Waiting for the Barbarians


Waiting for the Barbarians (1980) by J.M. Coetzee is the first-person narrative of a magistrate in a fictional settlement at the frontier of an empire plagued with rumors that the indigenous people, the "barbarians," are planning an invasion. Those captured are tortured or killed, and the magistrate finds himself at odds with the empire's bloody campaign, partly because of his relationship with an indigenous girl who has been blinded by her torturers. Due to his growing opposition to the methods of colonialism and his empathy, the magistrate shifts from the side of persecutor to that of the persecuted.


The style of prose, austere and penetrating, reminded me more of Cormac McCarthy's work than other Coetzee novels, specifically McCarthy's Blood Meridian (1985) and The Road (2006). Coetzee is extraordinary for his striking accuracy in conveying through language the nuances of thought and feeling and action, giving the reader a vivid picture from which to draw meaning. I enjoyed Coetzee's delivery of this story and the language more than the tale itself. The novel is effective in how it brings the reader into another man's head, in a way that only a book can.
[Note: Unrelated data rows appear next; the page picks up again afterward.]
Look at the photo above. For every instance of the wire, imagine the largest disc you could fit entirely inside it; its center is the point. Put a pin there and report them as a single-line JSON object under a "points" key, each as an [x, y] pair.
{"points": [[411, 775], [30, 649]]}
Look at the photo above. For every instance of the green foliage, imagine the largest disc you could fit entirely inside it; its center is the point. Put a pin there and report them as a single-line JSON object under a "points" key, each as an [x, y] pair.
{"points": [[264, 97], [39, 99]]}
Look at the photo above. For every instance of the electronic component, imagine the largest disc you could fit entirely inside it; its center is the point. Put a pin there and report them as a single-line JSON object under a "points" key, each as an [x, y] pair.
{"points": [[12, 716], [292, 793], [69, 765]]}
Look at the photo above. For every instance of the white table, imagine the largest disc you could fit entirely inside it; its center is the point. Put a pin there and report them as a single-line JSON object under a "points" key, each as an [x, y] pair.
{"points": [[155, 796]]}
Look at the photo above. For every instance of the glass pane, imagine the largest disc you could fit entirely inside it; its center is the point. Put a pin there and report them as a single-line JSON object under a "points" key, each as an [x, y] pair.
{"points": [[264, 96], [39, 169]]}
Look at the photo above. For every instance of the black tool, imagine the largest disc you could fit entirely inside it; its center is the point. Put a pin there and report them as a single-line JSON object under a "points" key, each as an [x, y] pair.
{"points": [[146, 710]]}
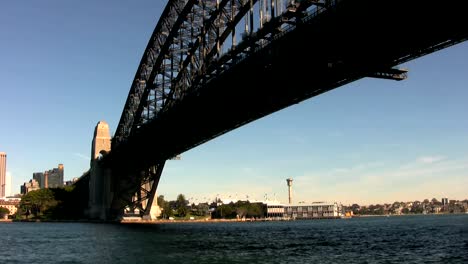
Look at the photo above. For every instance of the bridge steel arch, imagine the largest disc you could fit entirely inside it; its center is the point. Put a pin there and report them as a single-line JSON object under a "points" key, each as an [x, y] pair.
{"points": [[189, 54]]}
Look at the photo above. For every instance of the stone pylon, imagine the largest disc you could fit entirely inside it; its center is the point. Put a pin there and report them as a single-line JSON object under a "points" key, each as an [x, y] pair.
{"points": [[100, 193]]}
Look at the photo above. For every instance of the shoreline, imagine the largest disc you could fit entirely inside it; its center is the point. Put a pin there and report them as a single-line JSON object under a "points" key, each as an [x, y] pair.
{"points": [[178, 221]]}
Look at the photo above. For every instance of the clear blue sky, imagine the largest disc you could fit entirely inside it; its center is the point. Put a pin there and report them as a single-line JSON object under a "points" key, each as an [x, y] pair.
{"points": [[65, 65]]}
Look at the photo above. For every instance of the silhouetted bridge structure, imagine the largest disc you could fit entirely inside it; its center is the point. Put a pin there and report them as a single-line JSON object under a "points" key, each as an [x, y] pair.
{"points": [[213, 66]]}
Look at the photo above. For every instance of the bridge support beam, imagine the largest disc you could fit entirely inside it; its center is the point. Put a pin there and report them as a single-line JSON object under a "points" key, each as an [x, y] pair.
{"points": [[152, 210]]}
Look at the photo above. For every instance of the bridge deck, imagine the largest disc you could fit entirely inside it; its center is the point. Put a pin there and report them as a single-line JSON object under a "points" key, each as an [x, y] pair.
{"points": [[352, 41]]}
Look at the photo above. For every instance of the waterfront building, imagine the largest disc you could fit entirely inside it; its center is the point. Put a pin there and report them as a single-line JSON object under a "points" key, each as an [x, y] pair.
{"points": [[11, 204], [274, 209], [54, 177], [7, 184], [444, 201], [313, 211], [2, 174], [32, 185], [39, 177]]}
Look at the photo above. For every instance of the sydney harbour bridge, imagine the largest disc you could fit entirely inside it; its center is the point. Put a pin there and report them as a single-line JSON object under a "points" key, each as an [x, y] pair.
{"points": [[214, 65]]}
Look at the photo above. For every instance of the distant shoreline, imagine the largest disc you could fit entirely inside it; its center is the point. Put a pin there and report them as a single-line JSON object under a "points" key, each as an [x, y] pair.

Which is why I'm not so interested in seeing Ciro Guerra's film based on the novel (starring Mark Rylance, Johnny Depp, Robert Pattinson, and Gana Bayarsaikhan), which already has poor reviews following its premier at the Venice Film Festival in September 2019. The film is set to be released in August 2020, and while it may soon be forgotten, the novel has already become a classic, included in Penguin's list of the twenty greatest books of the 20th Century.